Protesters continued the demonstrations against Congressional immigration reforms during a rally Thursday at Oxnard's Plaza Park.

Close to 30 people gathered at the 6 p.m. event organized by the May Day Coalition for Students and Workers Justice, an immigration rights advocacy group.

The crowd marched the perimeter of the plaza carrying a banner with the phrase "Somos un pueblo unido" (We are a village united) painted on an orange eagle with outstretched wings, the symbol of the United Farm Workers Union.

Some carried signs with slogans reading "The workers' struggle has no border" and "We feed America, we are America."

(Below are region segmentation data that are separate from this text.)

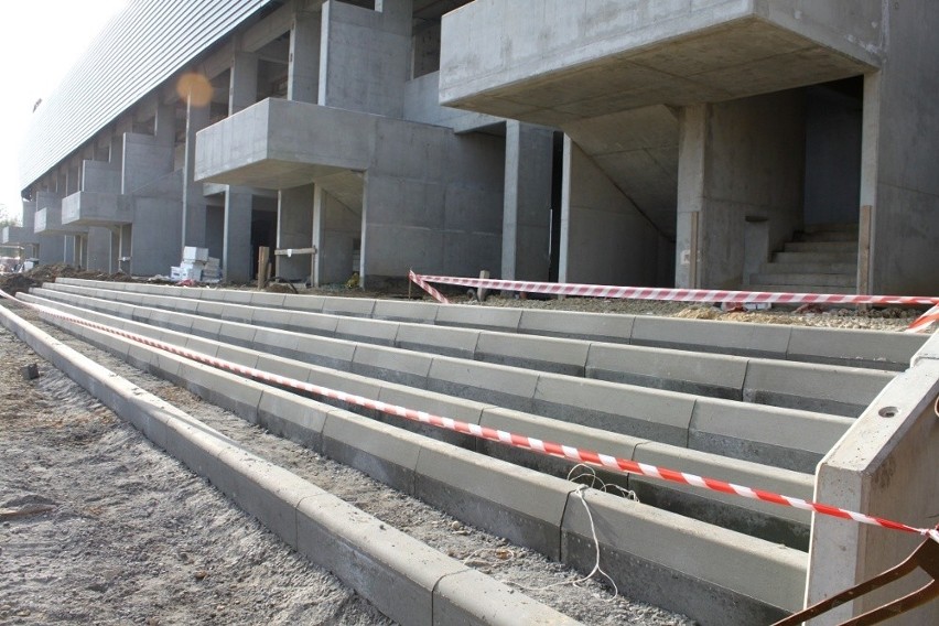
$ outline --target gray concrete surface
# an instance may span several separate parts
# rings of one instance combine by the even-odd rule
[[[449,575],[468,571],[458,561],[238,449],[219,433],[194,425],[192,418],[52,341],[7,309],[0,316],[4,326],[44,358],[95,393],[154,443],[179,454],[191,470],[207,477],[282,540],[312,562],[337,574],[392,619],[402,624],[433,624],[438,584]],[[161,435],[161,431],[165,434]],[[466,584],[476,581],[478,576],[470,576]],[[467,623],[488,624],[485,616],[503,609],[508,594],[522,597],[488,578],[478,584],[476,593],[446,593],[444,606],[464,615]],[[533,601],[526,600],[524,605],[536,622],[575,624]],[[438,616],[441,611],[445,609],[439,607]]]

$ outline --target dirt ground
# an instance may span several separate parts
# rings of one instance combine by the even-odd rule
[[[533,551],[40,325],[256,454],[585,624],[691,624],[595,581],[570,584],[579,574]],[[0,359],[0,624],[390,623],[2,328]],[[41,375],[24,380],[33,363]]]

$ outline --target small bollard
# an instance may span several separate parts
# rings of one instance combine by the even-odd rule
[[[39,366],[34,363],[24,365],[21,371],[23,374],[23,380],[34,380],[39,378]]]

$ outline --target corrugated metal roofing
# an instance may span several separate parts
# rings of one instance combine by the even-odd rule
[[[33,114],[25,188],[272,0],[130,0]]]

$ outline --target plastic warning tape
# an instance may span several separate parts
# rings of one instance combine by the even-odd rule
[[[421,282],[434,282],[438,284],[454,284],[458,287],[474,287],[492,290],[524,291],[527,293],[547,293],[551,295],[582,295],[589,298],[628,298],[633,300],[663,300],[672,302],[768,302],[770,304],[939,304],[939,298],[926,298],[918,295],[771,293],[768,291],[614,287],[606,284],[529,282],[411,273],[413,274],[412,280]]]
[[[414,284],[417,284],[418,287],[420,287],[421,289],[423,289],[424,291],[430,293],[431,298],[433,298],[434,300],[436,300],[441,304],[450,304],[450,300],[444,298],[441,292],[435,290],[430,283],[428,283],[428,281],[423,280],[422,277],[420,277],[419,274],[415,274],[414,270],[408,271],[408,278],[411,280],[411,282],[413,282]]]
[[[0,291],[3,296],[13,299],[7,293]],[[18,301],[21,302],[21,301]],[[888,519],[884,519],[881,517],[874,517],[870,515],[865,515],[862,512],[855,512],[845,510],[839,507],[834,507],[831,505],[825,505],[821,503],[814,503],[810,500],[805,500],[802,498],[794,498],[791,496],[784,496],[780,494],[774,494],[773,492],[765,492],[763,489],[755,489],[752,487],[744,487],[741,485],[735,485],[733,483],[726,483],[724,481],[719,481],[716,478],[706,478],[703,476],[698,476],[695,474],[689,474],[687,472],[679,472],[677,470],[669,470],[667,467],[659,467],[656,465],[649,465],[647,463],[638,463],[636,461],[632,461],[629,458],[620,458],[616,456],[611,456],[608,454],[601,454],[598,452],[594,452],[592,450],[584,450],[580,447],[574,447],[570,445],[564,445],[561,443],[554,443],[550,441],[542,441],[540,439],[536,439],[533,436],[527,436],[524,434],[516,434],[508,431],[503,431],[498,429],[493,429],[488,427],[481,427],[479,424],[472,424],[468,422],[463,422],[460,420],[454,420],[451,418],[444,418],[441,415],[434,415],[432,413],[428,413],[427,411],[415,411],[413,409],[408,409],[404,407],[400,407],[397,404],[389,404],[387,402],[381,402],[379,400],[371,400],[369,398],[365,398],[363,396],[356,396],[354,393],[346,393],[344,391],[337,391],[335,389],[330,389],[328,387],[322,387],[320,385],[314,385],[312,382],[305,382],[302,380],[296,380],[295,378],[289,378],[285,376],[280,376],[277,374],[271,374],[268,371],[263,371],[260,369],[256,369],[253,367],[247,367],[244,365],[238,365],[231,363],[229,360],[216,358],[213,356],[208,356],[195,350],[191,350],[187,348],[183,348],[180,346],[174,346],[172,344],[168,344],[164,342],[160,342],[156,339],[151,339],[150,337],[144,337],[143,335],[139,335],[137,333],[131,333],[128,331],[121,331],[119,328],[114,328],[111,326],[107,326],[105,324],[99,324],[97,322],[89,322],[87,320],[82,320],[80,317],[76,317],[75,315],[64,313],[62,311],[56,311],[48,306],[43,306],[41,304],[32,304],[24,303],[28,306],[36,309],[47,315],[53,317],[58,317],[62,320],[66,320],[74,324],[79,324],[83,326],[87,326],[89,328],[96,328],[99,331],[104,331],[106,333],[110,333],[112,335],[118,335],[158,349],[162,349],[164,352],[169,352],[190,360],[194,360],[196,363],[202,363],[205,365],[209,365],[212,367],[216,367],[219,369],[225,369],[228,371],[234,371],[241,376],[252,378],[255,380],[262,380],[265,382],[271,382],[274,385],[279,385],[281,387],[290,387],[291,389],[298,389],[300,391],[305,391],[307,393],[312,393],[315,396],[320,396],[323,398],[331,398],[334,400],[339,400],[341,402],[346,402],[348,404],[354,404],[356,407],[361,407],[364,409],[370,409],[374,411],[379,411],[381,413],[386,413],[389,415],[397,415],[399,418],[404,418],[407,420],[420,422],[422,424],[429,424],[432,427],[441,428],[444,430],[458,432],[462,434],[472,435],[478,439],[485,439],[487,441],[495,441],[499,443],[504,443],[507,445],[511,445],[514,447],[519,447],[522,450],[528,450],[531,452],[537,452],[539,454],[546,454],[549,456],[555,456],[560,458],[565,458],[568,461],[573,461],[576,463],[584,463],[587,465],[593,465],[596,467],[603,467],[606,470],[614,470],[625,474],[637,474],[641,476],[649,476],[651,478],[658,478],[660,481],[668,481],[672,483],[681,483],[683,485],[689,485],[692,487],[698,487],[701,489],[708,489],[712,492],[720,492],[722,494],[731,494],[736,495],[743,498],[749,498],[755,500],[762,500],[765,503],[771,503],[779,506],[785,507],[794,507],[798,509],[809,510],[817,514],[838,517],[841,519],[853,519],[860,524],[866,524],[871,526],[878,526],[881,528],[888,528],[892,530],[900,530],[904,532],[914,532],[917,535],[921,535],[924,537],[930,537],[935,541],[939,542],[939,530],[932,528],[916,528],[913,526],[907,526],[906,524],[900,524],[897,521],[891,521]]]
[[[933,306],[916,319],[904,333],[925,333],[932,324],[939,322],[939,305]]]

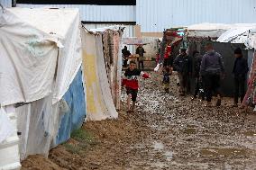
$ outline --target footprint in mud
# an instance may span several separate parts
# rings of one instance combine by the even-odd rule
[[[209,157],[234,157],[246,156],[247,150],[242,148],[206,148],[200,151],[201,156]]]
[[[164,148],[164,145],[161,142],[155,142],[153,145],[153,148],[155,150],[162,150]]]

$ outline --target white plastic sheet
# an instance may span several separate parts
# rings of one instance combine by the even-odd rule
[[[84,76],[87,86],[87,119],[117,118],[105,67],[102,35],[82,31]]]
[[[32,102],[51,93],[58,48],[8,10],[0,15],[0,103]]]
[[[14,128],[11,123],[11,120],[7,116],[5,109],[0,109],[0,145],[10,135],[14,132]]]
[[[79,24],[78,9],[10,8],[0,15],[2,105],[52,90],[53,103],[62,98],[82,62]]]

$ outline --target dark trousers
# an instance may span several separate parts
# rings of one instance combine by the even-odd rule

"Que queremos" (What do we want), one of the protesters shouted. "Justicia" (Justice), answered the crowd. Occasionally a passing motorist would honk and raise a fist in support; one woman flashed a peace sign.

The rally is the latest in a series of protests against immigration bills passed by the U.S. House of Representatives and Senate.

The first massive demonstration occurred March 25 when 500,000 immigrants and activists marched through downtown Los Angeles to protest HR4437. The bill, passed by the House in December, declared illegal immigration a felony and toughened border security. Marches were held in other cities across the nation that day.

Immigrant rights groups also organized a May 1 boycott and another march in Los Angeles.

In Ventura County, 300 high school students from Oxnard converged March 27 at the plaza to rally against the bill. On May 1, 2,500 people met at Oxnard Plaza for a rally organized by the coalition.

The coalition organized Thursday's protest to keep the debate alive and inform the public about a Senate bill passed May 25 called the Comprehensive Immigration Reform Act, or the Hagel-Martinez compromise. The act allows illegal immigrants who have lived in the United States for five years to attain citizenship but would deport those who have lived in the United States less than two years. The bill also calls for the deployment of National Guard troops to the border. Currently, Congress is still debating immigration reform, and neither bill is law, although National Guard troops deployed the beginning of June.

"We're not going to support any compromise," said Sol Porras, a coalition member. "Some portion of the bill (Hagel-Martinez) still calls for deportation, and we don't approve of it."

Porras said the coalition's stance on reform is full legalization, no on HR4437 and the reform act and stop the militarization of the borders.

Mayra Juarez, 21, a member of the coalition who helped organize Thursday's event, said immigrants just want work and a place to live. "I see the people in Oxnard working so hard because they don't have papers," Juarez said.

Protester Diana Cortez is against the deployment of troops to the border. "We don't need another Berlin Wall," Cortez said into a loudspeaker. "You can't tear our families apart. No human being is illegal."

Daniel Navarette, 30, a field worker who listened to protesters address the crowd, said he appreciated what the coalition was doing. "We want everyone to be equal," said Navarette. "We only want to work, and they should respect that."

Louie Moreno, a member of Raza Rights, said although the protest was not huge, it doesn't matter.

"You don't need an army to change things, you just need one person committed to humanity."